BEIJING (Reuters) - China’s banking regulator sees “severe risks” from funds flowing into the real estate, coal and steel industries through the trust industry, a major part of the shadow banking sector, two sources with knowledge of the matter said on Thursday.
Deng Zhiyi, head of the Trust Department at the China Banking Regulatory Commission (CBRC), recently told trust firms at this year’s work meeting that the risks may be higher than originally estimated, the sources told Reuters.
Deng said some trust firms did not fully transfer credit risks to investors, due to insufficient disclosure of information, as well as illegal guarantees made on principal and interest payments.
Some trust companies also misclassified risky assets and lacked sufficient provisioning and capital, he added.

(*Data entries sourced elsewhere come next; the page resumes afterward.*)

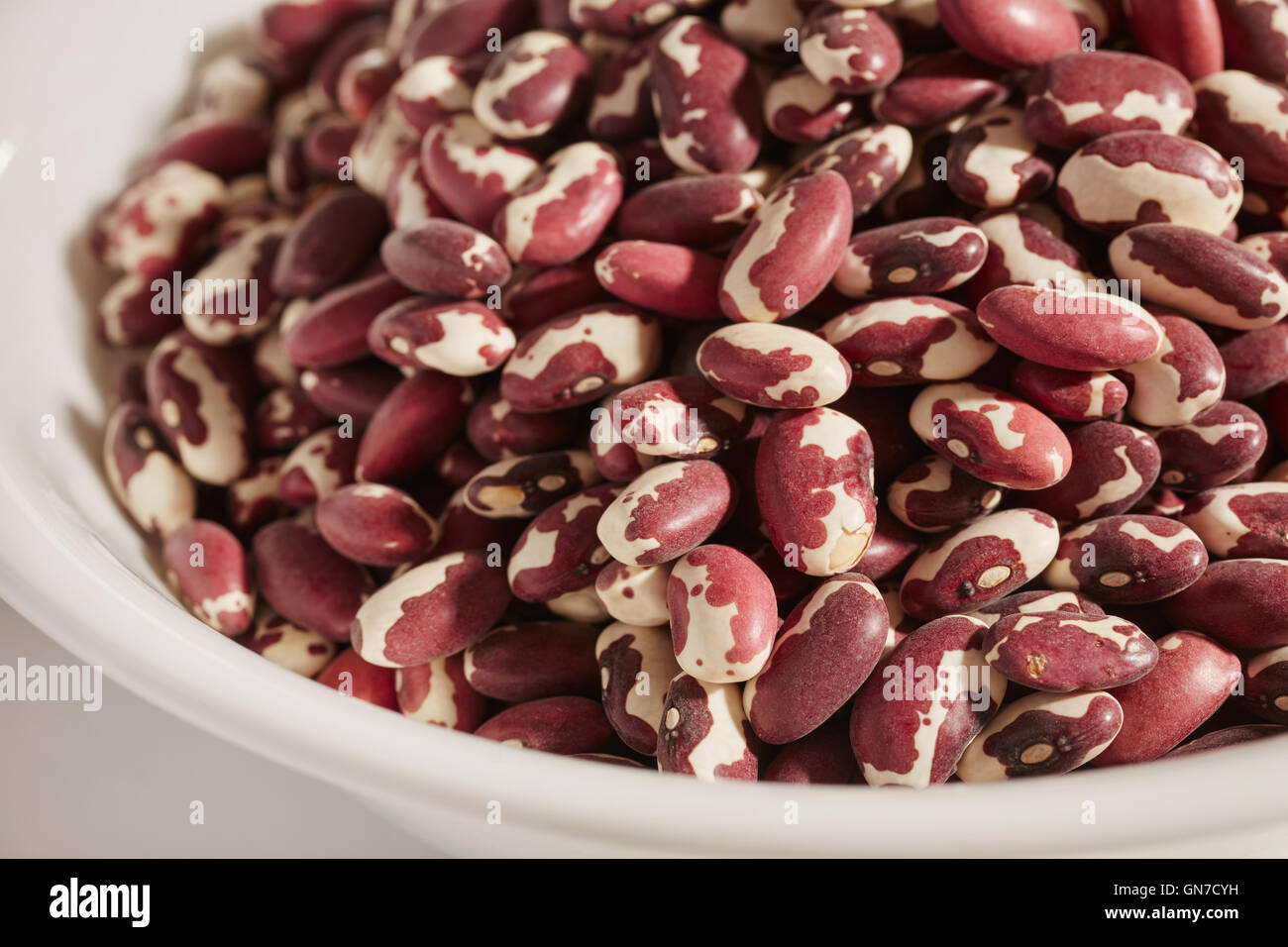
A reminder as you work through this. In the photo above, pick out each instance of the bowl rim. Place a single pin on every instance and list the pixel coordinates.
(156, 650)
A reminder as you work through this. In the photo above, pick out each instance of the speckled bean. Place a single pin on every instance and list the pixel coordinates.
(909, 341)
(1042, 735)
(774, 367)
(704, 732)
(992, 436)
(979, 565)
(814, 488)
(1127, 560)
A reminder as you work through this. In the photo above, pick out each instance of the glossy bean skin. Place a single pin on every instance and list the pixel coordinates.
(143, 474)
(666, 512)
(697, 211)
(1022, 250)
(438, 693)
(572, 359)
(1038, 600)
(800, 108)
(850, 50)
(537, 80)
(307, 581)
(1012, 34)
(910, 341)
(460, 339)
(681, 416)
(670, 278)
(1254, 34)
(520, 487)
(565, 725)
(559, 551)
(722, 615)
(1060, 652)
(1245, 118)
(291, 647)
(497, 431)
(823, 757)
(473, 171)
(992, 436)
(871, 158)
(1129, 178)
(827, 647)
(1237, 602)
(1254, 361)
(1192, 680)
(1127, 560)
(634, 594)
(934, 495)
(317, 467)
(200, 398)
(1184, 377)
(1068, 394)
(353, 677)
(375, 525)
(1184, 34)
(334, 329)
(789, 252)
(938, 674)
(1215, 447)
(1201, 274)
(1099, 333)
(413, 424)
(563, 209)
(704, 732)
(1080, 97)
(533, 660)
(993, 162)
(911, 258)
(938, 86)
(327, 243)
(1266, 685)
(1240, 521)
(979, 565)
(636, 665)
(1042, 735)
(445, 258)
(814, 487)
(206, 567)
(619, 103)
(1113, 467)
(704, 99)
(774, 367)
(430, 611)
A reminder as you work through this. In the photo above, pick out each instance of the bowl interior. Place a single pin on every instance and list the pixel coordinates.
(73, 565)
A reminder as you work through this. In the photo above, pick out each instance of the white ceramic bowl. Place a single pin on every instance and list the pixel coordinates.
(89, 84)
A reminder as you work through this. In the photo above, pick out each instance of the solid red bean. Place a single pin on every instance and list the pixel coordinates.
(923, 703)
(823, 654)
(307, 581)
(1193, 678)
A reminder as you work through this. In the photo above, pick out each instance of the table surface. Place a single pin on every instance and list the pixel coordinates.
(121, 783)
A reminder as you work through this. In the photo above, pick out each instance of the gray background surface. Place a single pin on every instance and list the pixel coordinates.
(119, 783)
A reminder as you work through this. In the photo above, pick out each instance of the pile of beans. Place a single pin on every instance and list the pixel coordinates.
(885, 390)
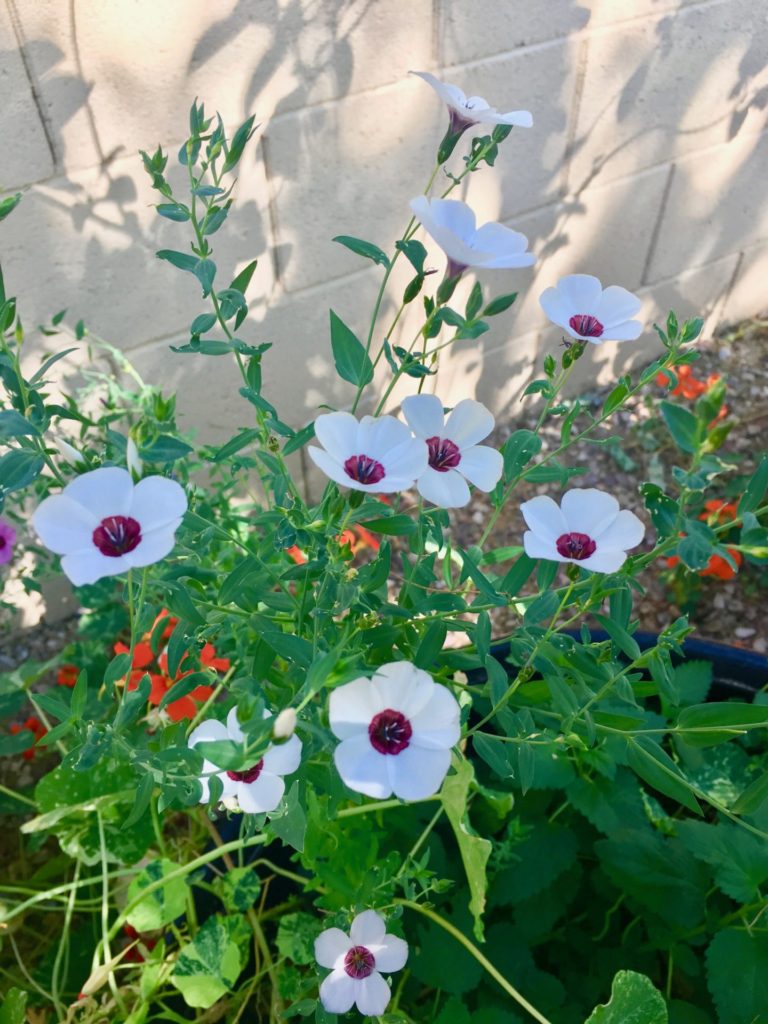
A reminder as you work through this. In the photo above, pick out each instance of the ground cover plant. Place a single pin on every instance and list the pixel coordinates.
(269, 786)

Since 2016, trust products related to property, coal, steel and other excess-capacity industries have been facing rising credit risks, Deng said, particularly as corporate leverage, client concentration rates and defaults were all on the rise.

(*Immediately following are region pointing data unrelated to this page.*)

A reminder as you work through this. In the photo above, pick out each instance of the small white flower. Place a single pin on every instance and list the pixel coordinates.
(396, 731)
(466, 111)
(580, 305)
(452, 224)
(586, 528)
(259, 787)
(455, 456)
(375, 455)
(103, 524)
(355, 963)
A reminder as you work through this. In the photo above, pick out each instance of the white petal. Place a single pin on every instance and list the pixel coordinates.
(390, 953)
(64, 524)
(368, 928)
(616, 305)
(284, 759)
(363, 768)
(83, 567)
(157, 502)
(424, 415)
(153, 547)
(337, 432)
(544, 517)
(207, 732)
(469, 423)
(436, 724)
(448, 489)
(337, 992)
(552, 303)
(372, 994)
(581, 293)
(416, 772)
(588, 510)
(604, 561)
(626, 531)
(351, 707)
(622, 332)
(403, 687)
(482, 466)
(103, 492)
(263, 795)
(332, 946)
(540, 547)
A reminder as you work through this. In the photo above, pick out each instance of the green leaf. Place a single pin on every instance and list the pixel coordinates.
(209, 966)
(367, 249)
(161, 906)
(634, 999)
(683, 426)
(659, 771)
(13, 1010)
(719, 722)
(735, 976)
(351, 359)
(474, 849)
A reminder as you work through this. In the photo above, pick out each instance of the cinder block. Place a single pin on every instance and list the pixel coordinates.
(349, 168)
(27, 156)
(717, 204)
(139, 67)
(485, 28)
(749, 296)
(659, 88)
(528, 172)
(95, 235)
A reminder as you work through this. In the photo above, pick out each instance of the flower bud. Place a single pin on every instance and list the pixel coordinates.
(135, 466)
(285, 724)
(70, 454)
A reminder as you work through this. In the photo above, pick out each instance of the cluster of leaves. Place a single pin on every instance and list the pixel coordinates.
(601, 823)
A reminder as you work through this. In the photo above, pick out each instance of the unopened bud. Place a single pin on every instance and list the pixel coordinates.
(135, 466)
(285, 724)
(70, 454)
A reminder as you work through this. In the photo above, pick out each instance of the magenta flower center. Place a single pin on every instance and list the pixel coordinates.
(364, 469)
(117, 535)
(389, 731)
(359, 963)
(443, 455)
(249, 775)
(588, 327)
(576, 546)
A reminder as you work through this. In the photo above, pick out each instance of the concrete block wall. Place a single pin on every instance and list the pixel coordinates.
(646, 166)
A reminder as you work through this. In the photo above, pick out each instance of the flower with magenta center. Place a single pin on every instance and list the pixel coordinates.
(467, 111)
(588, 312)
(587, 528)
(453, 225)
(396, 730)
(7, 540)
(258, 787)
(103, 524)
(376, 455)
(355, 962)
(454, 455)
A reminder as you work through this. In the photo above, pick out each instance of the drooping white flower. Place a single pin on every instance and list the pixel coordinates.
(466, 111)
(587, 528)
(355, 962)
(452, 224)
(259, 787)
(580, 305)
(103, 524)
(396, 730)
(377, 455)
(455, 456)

Deng urged the trust firms to pay special attention to the illegitimate use of real estate trust products to bypass loan restrictions by the banking regulator, according to the sources.

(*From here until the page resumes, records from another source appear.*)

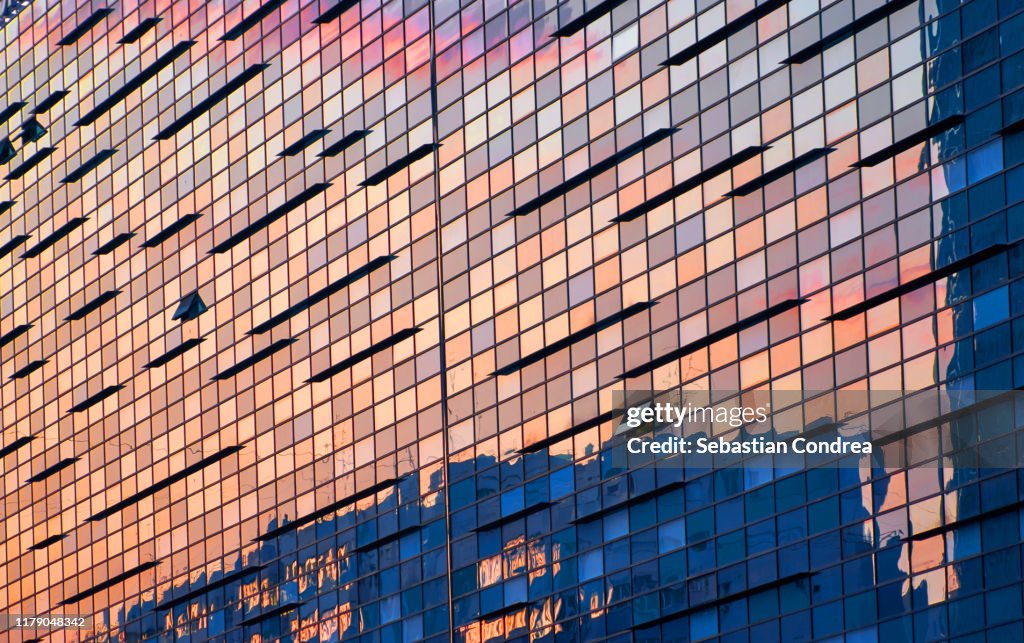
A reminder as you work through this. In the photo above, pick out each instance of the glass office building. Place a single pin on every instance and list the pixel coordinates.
(313, 314)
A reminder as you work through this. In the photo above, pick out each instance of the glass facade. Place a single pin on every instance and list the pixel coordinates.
(312, 314)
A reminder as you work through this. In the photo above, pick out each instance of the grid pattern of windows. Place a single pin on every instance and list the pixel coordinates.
(312, 313)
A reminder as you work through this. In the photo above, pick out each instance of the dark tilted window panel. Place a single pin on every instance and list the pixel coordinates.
(177, 351)
(206, 104)
(32, 130)
(512, 517)
(694, 181)
(14, 333)
(911, 140)
(257, 356)
(30, 163)
(142, 29)
(270, 612)
(848, 30)
(7, 152)
(113, 245)
(330, 509)
(11, 110)
(50, 101)
(252, 19)
(632, 501)
(501, 611)
(420, 153)
(782, 170)
(964, 521)
(384, 540)
(52, 470)
(43, 544)
(728, 331)
(29, 369)
(572, 338)
(145, 75)
(269, 218)
(364, 354)
(171, 230)
(296, 148)
(344, 142)
(166, 482)
(335, 12)
(1013, 128)
(791, 579)
(732, 27)
(85, 27)
(321, 295)
(569, 432)
(14, 242)
(55, 237)
(89, 166)
(190, 307)
(93, 305)
(121, 577)
(588, 16)
(227, 579)
(919, 282)
(92, 400)
(593, 172)
(16, 444)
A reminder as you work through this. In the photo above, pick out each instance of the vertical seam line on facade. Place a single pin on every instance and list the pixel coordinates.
(435, 132)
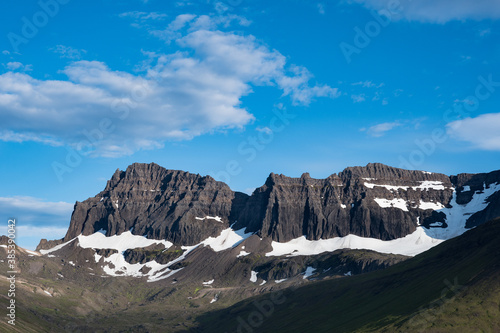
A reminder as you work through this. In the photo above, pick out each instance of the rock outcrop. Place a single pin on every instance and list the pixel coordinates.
(374, 201)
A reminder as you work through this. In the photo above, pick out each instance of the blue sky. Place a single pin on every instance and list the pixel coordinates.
(237, 89)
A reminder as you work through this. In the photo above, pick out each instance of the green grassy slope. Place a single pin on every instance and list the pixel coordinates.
(452, 287)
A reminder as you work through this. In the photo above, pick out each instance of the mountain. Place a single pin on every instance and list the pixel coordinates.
(454, 287)
(163, 248)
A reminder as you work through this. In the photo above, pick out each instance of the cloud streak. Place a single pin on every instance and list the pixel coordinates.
(482, 132)
(178, 96)
(439, 11)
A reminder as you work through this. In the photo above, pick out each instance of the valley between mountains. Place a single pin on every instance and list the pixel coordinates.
(368, 249)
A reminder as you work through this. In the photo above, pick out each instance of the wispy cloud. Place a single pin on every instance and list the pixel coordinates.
(144, 15)
(179, 96)
(358, 98)
(381, 129)
(482, 131)
(34, 205)
(368, 84)
(321, 8)
(438, 11)
(17, 66)
(68, 52)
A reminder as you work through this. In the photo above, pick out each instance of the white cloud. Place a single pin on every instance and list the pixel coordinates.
(381, 129)
(321, 8)
(36, 205)
(144, 15)
(17, 66)
(68, 52)
(438, 11)
(368, 84)
(358, 98)
(265, 129)
(481, 131)
(193, 91)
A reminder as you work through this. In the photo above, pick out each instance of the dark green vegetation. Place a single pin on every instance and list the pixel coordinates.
(70, 293)
(454, 287)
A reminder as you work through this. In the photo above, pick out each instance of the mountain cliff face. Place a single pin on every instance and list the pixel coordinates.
(158, 203)
(375, 201)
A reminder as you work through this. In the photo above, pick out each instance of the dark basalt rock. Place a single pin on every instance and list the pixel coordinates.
(154, 252)
(165, 204)
(158, 203)
(286, 208)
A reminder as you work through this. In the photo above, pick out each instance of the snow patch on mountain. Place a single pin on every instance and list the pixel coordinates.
(421, 240)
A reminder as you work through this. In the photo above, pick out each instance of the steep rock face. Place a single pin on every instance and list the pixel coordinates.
(159, 203)
(374, 201)
(286, 208)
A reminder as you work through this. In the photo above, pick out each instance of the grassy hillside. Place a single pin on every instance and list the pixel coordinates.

He also warned trust firms not to illegally accept local government guarantees, which would increase the “invisible debt” burden of local governments.
The outstanding volume of risk assets of China’s trust industry reached 117.5 billion yuan (13.26 billion pounds) by the end of last year, for an increase of 20.2 billion yuan from the beginning of 2016, CBRC data showed.
Reuters could not immediately reach CBRC for comment.
At the meeting, Deng also told trust firms to strengthen their risk assessment and monitoring and pay special attention to concealed risks using methods such as product repackaging, non-standard fund pools and connected transactions.
“We will continue to clean up non-standard fund pools, and hold trust companies with poor enforcement responsible,” Deng said, according to the sources.